2 different urologists told him he was fine ( he may be) But I pushed for an MRI- It came back with a suspicious mass... Biopsy is tomorrow. The mass is in an area of the prostate that is not typically reached by biopsy or felt by DRE. So having the MRI is crucial for proper diagnostics in my husbands case.
After that scary MRI report, he ends up only having 1 out of 15 cores showing less than 15% of gleason 6 !? Does anyone know how accurate these biopsies are?
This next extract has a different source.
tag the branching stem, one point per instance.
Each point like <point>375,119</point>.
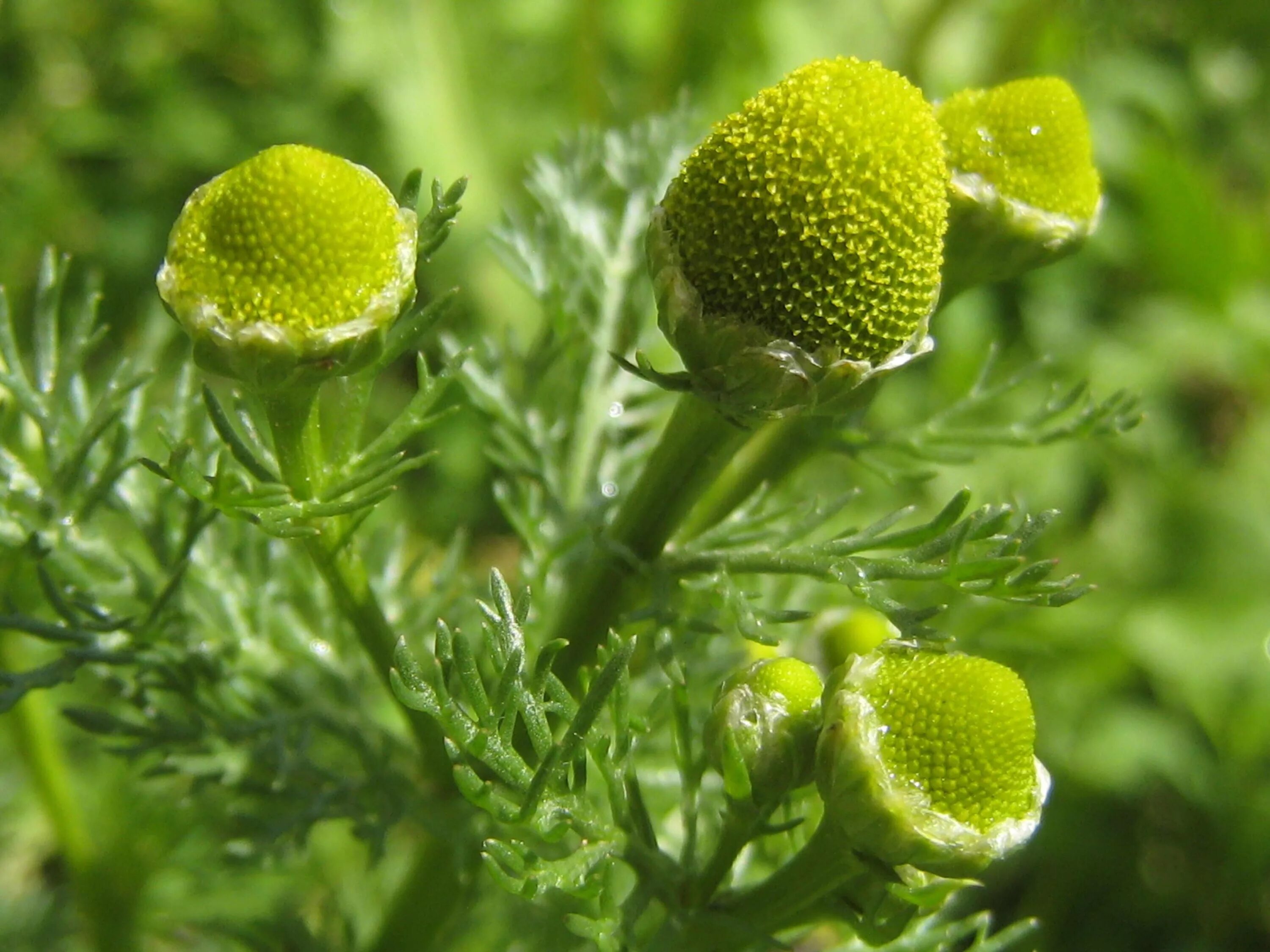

I've been laying low in this forum for a while. But I must jump in and point out that most of the replies so far
assume that the patient actually has only a small volume of G6. That is not necessarily the case.
MRI's can be misleading, and biopsies can miss tumors entirely. While AS may be appropriate in this case, I propose that the true nature of this case is at this point not certain.
In my case, the biopsy missed the primary tumor, located at the base where it "not typically reached by biopsy or DRE". My urologist ignored my steadily rising PSA as well as my family history. The MRI indicated that the tumor was contained within the prostate. All of that was wrong. It meant
absolutely nothing to the doctors involved. But it made a world of difference to me.
Again, while AS may be appropriate, please allow me to present an alternative possibility. That is that the MRI was close. The biopsy was wa-a-ay off base. The tumors are much more pervasive and of higher grade than this initial stab have indicated. Waiting a year or so will allow it to grow rapidly. It happens. It happened to me.
Just another point to consider. I realize the severity of overtreatment at this early stage.